Araruama (RJ) – O tribunal de Araruama, na Região dos Lagos do Rio de Janeiro, encerrou na madrugada desta sexta-feira (24) o julgamento que definiu o destino dos responsáveis pela morte da cantora e influenciadora Aline Borel dos Santos. Os réus Natanael dos Santos Nunes e Luiz Henrique Motta Fersura foram condenados a penas de 28 anos e um mês e 16 anos e seis meses de reclusão, respectivamente.
O crime, ocorrido em 20 de abril de 2022, chocou o público pela brutalidade e pela ausência de sentido. A jovem de 28 anos foi levada até a Praia do Dentinho, em Praia Seca, onde acabou executada a tiros. A investigação conduzida pela Polícia Civil e pelo Ministério Público do Estado do Rio de Janeiro apontou que a morte não passou de um erro trágico; Aline foi confundida com uma informante de uma milícia que rivalizava pelo controle do tráfico na região do Corte.

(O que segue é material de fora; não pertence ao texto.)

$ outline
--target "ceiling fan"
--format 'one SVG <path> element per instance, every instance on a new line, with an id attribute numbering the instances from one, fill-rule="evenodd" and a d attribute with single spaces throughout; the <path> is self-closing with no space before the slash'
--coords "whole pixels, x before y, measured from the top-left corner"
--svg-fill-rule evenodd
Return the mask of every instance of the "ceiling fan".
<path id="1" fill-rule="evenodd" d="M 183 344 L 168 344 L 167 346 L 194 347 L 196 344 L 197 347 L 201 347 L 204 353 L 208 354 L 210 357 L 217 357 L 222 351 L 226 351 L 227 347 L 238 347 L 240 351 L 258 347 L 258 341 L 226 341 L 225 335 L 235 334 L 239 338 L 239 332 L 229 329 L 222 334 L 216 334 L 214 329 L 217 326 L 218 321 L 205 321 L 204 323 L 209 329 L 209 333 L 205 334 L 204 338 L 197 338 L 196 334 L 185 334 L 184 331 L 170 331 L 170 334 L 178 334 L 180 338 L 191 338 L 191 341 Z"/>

A denúncia do Ministério Público também vincula ao caso João Vítor Fernandes dos Santos e Ricardo Santos Oliveira. Este último, apontado como o líder da facção criminosa que domina o território, teria sido o mentor do plano. A suspeita sobre a cantora, contudo, nunca foi comprovada, reforçando a tese das autoridades de que ela foi vítima de uma execução equivocada, sem qualquer ligação real com os conflitos criminosos da localidade.
Ao proferir a sentença, o juiz Eric Baracho Dore Fernandes resgatou a memória de Aline, destacando a figura pública que ela se tornou. A magistrado descreveu a artista como uma pessoa espontânea, lembrada por seu jeito genuíno em vídeos que viralizaram nas redes sociais e em participações em programas de auditório. Suas interpretações bem-humoradas, que incluíam versões de sucessos de Sandy & Junior e composições próprias como “É cansativa a vida do crente”, conquistaram uma legião de seguidores.
O magistrado pontuou que o assassinato provocou uma comoção social profunda, dada a forma inesperada como a vida de uma jovem com tamanha notoriedade foi interrompida. A cobertura do caso pela imprensa refletiu, segundo o juiz, a sensação coletiva de perda de alguém cuja trajetória na internet era marcada pela leveza e inocência.
O julgamento, que teve início na última quinta-feira (23) na Vara Criminal de Araruama, marca uma etapa importante na elucidação do caso. Enquanto a Justiça dá sua resposta aos atos de Natanael e Luiz Henrique, o processo segue seu curso em relação aos outros dois acusados de envolvimento direto na emboscada que silenciou a voz de Aline Borel.